The delightful chef Julia Childs said that when cooking, use your hands as tools. I think this is excellent advice for sexual pleasuring as well. Learn to explore your partner in ways you may never have done before. Find sensitive spots you or they may never even knew existed. Try the, “does this feel good?” technique. There is a whole body that is sensitive to touch. Mutual masturbation can also be very exciting with the same result as vaginal sex.

Use Your Mouth

While you do need to be careful about seminal and vaginal fluids of partners whose STI status is unknown or known to have a STI, if you are just trying to prevent pregnancy, oral sex can be a fulfilling alternative. Not sure what to do? Check out this fantastic book The Guide to Getting it On. Their section on oral sex is particularly helpful to beginners.
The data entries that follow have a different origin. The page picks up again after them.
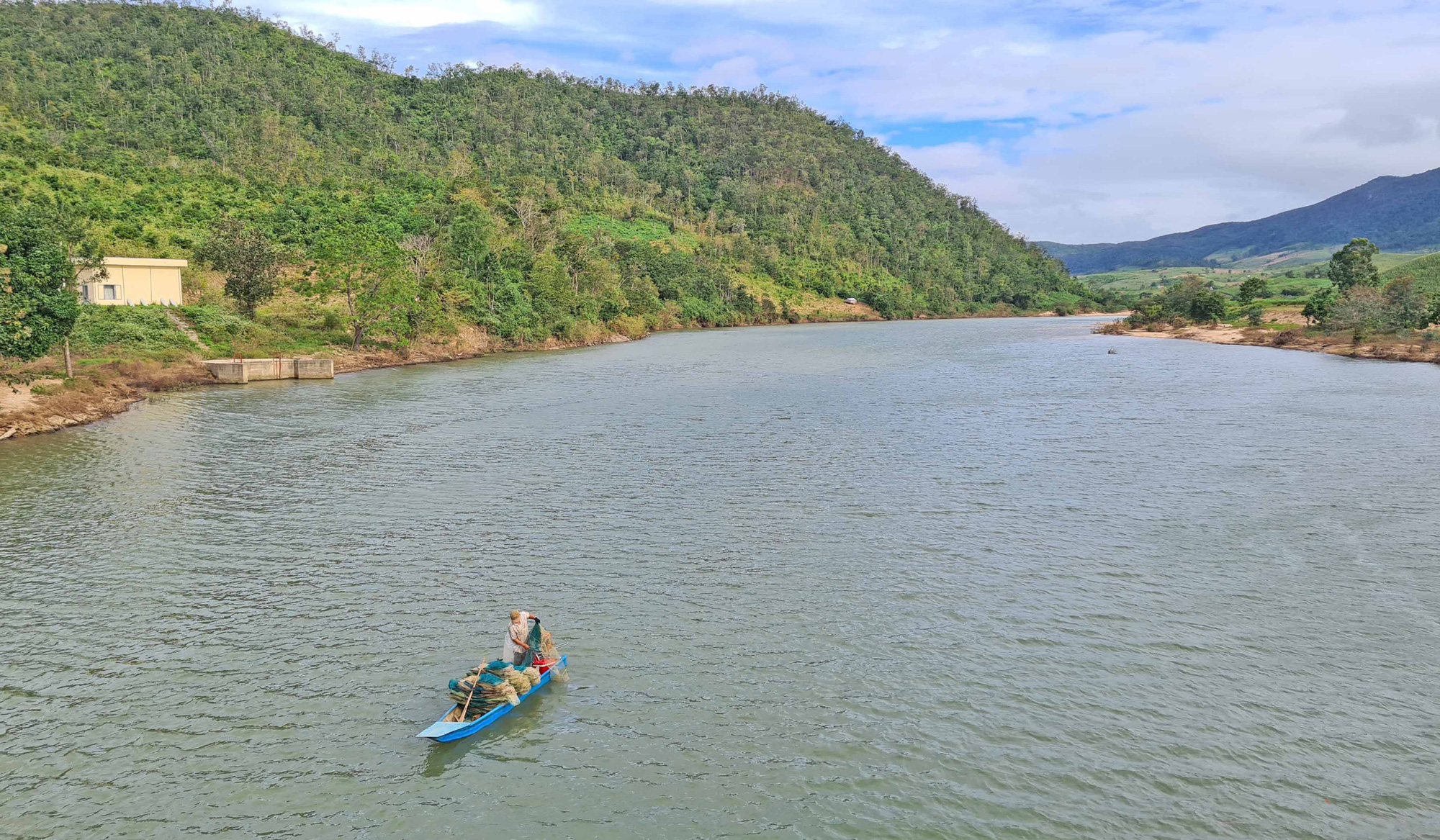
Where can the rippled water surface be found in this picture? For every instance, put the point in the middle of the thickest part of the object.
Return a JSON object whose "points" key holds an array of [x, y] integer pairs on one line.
{"points": [[963, 579]]}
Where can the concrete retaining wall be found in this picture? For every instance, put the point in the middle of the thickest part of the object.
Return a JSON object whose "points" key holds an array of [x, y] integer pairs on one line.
{"points": [[253, 370]]}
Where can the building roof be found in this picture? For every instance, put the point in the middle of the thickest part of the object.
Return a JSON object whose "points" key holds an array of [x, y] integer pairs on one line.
{"points": [[145, 262]]}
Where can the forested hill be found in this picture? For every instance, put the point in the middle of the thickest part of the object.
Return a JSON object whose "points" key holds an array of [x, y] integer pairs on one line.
{"points": [[1395, 213], [552, 199]]}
Use Alternative Body Parts

In various cultures around the world, partners would rub the penis between thighs, breasts wherever else feels good, to preserve a female’s virginity and prevent pregnancy. Similarly, for many females, rubbing whatever feels good against the clitoris can stimulate to orgasm even better than a penis.

Use a “FiFi”

Remember the movie American Pie where the teen uses a warm apple pie to imitate a vagina? I learned about “fifis” when teaching in detention centers. Teens became very creative making fake vaginas and penises out of materials available to them. Especially popular were washcloths and hand lotion!

Use a Sex Toy

There is massive variety of apparatus available that can enhance sexual pleasure (see this previous post for some suggestions). Just be careful not to share anything that can spread fluids between partners. See section one and try the, “does this feel good?” technique here too. Go online or to an adult store and pick something out together. This in itself can be very arousing.

Add Lubrication to Hands And Anywhere Else It Feels Good

Lubricants can greatly enhance sensitivity, especially when using your hands to pleasure someone (check out a previous post about lube).

I’m sure many of you have other ideas to share! Between two (or more) consenting adults, there is no limit to the variety of ways to give and receive pleasure safely. Enjoy!